Gday, I'm not so sure I understand each of your points and your questions - though I'll do what I can to address them.
- XBox, PS3 actually only have a couple of cores, like PCs.
- PS3 - 8 for the cell, 6 as implemented in ps3 variants.
- Xbox360 - 3 for the PowerPC Xenon
Just like PCs, the massive parallelism is found within the GPUs - I believe you'll see bottle-necks sooner when spawning many processes. This is since each process gets it's own address space. This will mean a greater number of cache-misses.
- Multi-threaded programming can occur on both multi-core chips and single-core chips, provided the chip supports multiple simultaneous threads on each core (SMT), or in Intel parlance - HyperThreading. Even the lowly Intel Atom supports this.
An example of point3 in play - when I create an app to perform simultaneous download of rss feeds, the number of threads may go from 1 to about 15. All I do is spawn new threads. These threads execute on both of the 2 the physical cores in my i3, and all 4 of the logical processors without any direction from me. So my point is, in the i7 whenever you've got multi-threading in place, you're almost certainly (or certainly?) employing multi-core processing.

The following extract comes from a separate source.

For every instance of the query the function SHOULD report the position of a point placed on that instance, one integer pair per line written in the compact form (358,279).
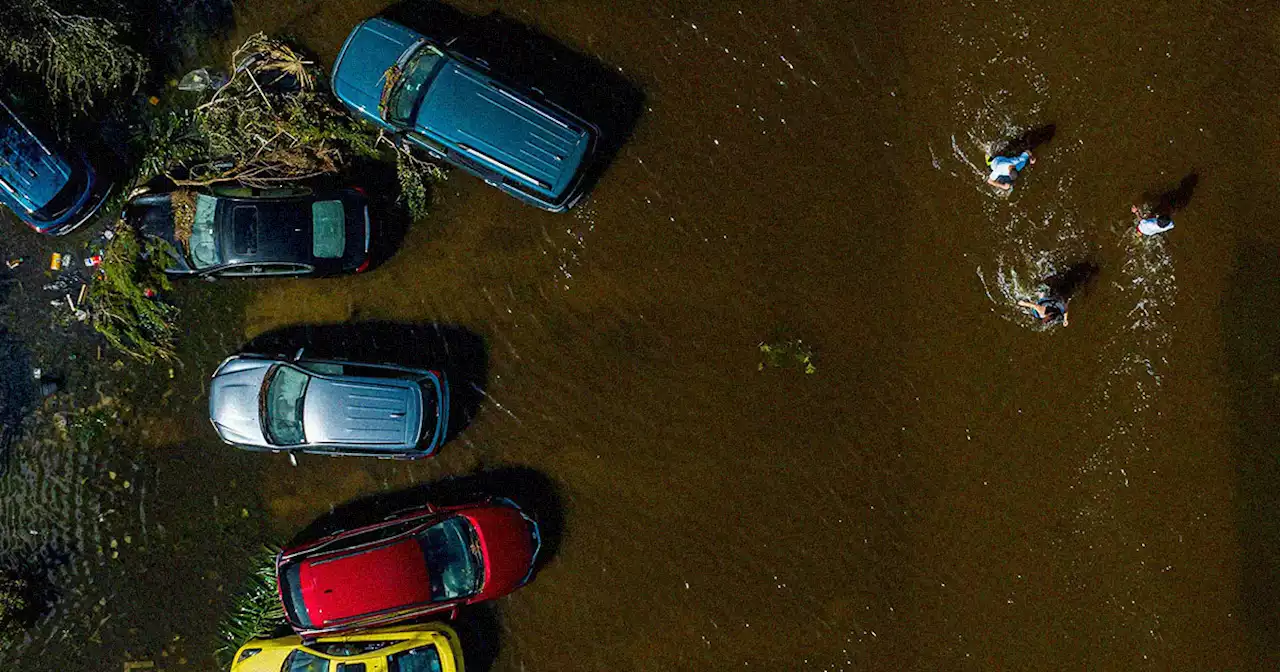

Because the main memory is now measured in GB, yet the cache memory is still only measured in single-digit MBs - the resource that will be most often taxed is the cache. It's my understanding that multiple processes will eat-up the cache much faster than multiple threads. Cache-misses are generally very expensive in terms of idle cpu-cycles, hence the effort taken to reduce them. - Modern cpus often have cache memory that runs at cpu speed, while main memory is never even close to this figure.
Truly broad and interesting topic for study.